Posteado por: javibrasil | 28 agosto 2005

FADO

“Kndo rgrss no m nkontrars. No prgnts x mi. No m busks. Olvidat d mi komo yo t e olvidado ya.” Llevaba dos días enteros perdido y perdiéndome por los peores rincones de esta ciudad intentando olvidar el último mensaje que Maria me había enviado al móvil. Lisboa es una ciudad demasiado decadente y melancólica para saber que la mujer que amas va a dejarte y que ni siquiera sabes el porqué, o quizás si lo sabes pero prefieres mentirte. Cuando ya la madrugada de esta segunda noche amenazaba con reventar los márgenes del día, entré en un bar del Bairro Alto, donde apenas quedaban los borrachos de guardia. Me senté en la mesa más apartada y oscura y pedí una botella de vino. Es curioso, pero el idioma de los borrachos es el mismo en todo los lugares; los mismos gritos y las mismas babas. En la pared de mi izquierda había un pequeño espejo con publicidad de Porto Sandeman al que le faltaba ya parte del azogue. Me miré en él y vi que llevaba la camisa manchada de barro, aunque no conseguía recordar porqué. En un hueco que encontré incrustado en medio de las risotadas de los borrachos, pude escuchar que en algún lugar del bar, una mujer estaba cantando fados. Desde mi mesa no podía ver el minúsculo escenario donde se encontraba. Yo no sabía nada de portugués, pero en aquel instante tuve la certeza absoluta de que ese fado hablaba de María y de mi.
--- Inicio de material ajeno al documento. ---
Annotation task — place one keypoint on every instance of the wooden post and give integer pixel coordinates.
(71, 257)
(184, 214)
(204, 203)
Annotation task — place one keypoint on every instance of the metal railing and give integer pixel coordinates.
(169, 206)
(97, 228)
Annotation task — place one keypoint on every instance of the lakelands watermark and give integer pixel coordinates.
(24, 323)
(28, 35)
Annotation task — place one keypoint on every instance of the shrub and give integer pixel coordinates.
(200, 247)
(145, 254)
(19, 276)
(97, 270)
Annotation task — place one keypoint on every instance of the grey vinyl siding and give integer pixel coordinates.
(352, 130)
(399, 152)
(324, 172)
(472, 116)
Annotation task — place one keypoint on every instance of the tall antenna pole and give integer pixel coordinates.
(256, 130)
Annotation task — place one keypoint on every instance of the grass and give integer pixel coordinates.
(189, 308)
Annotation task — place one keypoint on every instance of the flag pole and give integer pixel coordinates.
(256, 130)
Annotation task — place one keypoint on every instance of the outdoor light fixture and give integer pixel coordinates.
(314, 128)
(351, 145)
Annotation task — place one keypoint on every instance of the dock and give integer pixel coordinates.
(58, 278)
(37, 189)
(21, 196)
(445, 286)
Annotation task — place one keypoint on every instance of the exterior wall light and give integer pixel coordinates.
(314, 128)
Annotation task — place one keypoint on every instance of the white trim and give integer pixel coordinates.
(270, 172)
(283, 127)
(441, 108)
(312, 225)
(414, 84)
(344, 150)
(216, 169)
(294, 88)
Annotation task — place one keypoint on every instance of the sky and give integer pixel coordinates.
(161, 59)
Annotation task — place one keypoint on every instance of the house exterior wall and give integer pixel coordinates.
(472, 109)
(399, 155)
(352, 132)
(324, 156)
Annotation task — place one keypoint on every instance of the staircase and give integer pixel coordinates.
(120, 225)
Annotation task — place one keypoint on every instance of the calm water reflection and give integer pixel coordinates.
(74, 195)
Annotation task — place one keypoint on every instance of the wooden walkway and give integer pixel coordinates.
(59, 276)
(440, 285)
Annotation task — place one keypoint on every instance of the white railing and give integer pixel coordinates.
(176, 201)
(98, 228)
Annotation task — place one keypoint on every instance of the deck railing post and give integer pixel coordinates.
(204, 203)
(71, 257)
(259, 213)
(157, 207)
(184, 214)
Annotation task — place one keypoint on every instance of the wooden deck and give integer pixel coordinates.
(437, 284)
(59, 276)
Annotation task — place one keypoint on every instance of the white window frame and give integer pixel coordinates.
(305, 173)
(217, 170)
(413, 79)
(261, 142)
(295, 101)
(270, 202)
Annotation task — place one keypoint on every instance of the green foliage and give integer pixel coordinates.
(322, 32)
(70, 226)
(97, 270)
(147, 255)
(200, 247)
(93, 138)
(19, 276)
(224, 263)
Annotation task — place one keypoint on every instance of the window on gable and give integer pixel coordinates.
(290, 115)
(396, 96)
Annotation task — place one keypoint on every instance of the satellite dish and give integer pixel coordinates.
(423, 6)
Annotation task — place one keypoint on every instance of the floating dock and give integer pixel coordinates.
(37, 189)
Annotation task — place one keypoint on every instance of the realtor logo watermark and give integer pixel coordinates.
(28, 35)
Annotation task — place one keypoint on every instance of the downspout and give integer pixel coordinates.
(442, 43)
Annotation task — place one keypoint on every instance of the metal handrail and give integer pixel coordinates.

Cuando la canción acabó, la única recompensa que obtuvo la mujer fue una copa de cerveza que ella misma se sirvió desde dentro de la barra. Bebió un pequeño sorbo, volvió al escenario y apagó el amplificador de sonido, que era una forma como otra cualquiera de enviarnos a la búsqueda de otro bar donde poder seguir bebiendo. Miró a la mesa donde estaba el grupo y después me miró a mi, con esa mirada que solo pueden tener las personas que no sólo cantan fados, si no que ellas mismas son fado. Se acercó hasta mi mesa y se sentó frente a mi. El hecho de que yo hubiera sido el escogido para tener su compañía hacía que la madrugada, mi madrugada, fuera aun mas desoladora. – O senhor é turista? Do you speak english?
– No hablo inglés. Soy español. Vio mi botella ya casi extinguida y se levantó a por otra.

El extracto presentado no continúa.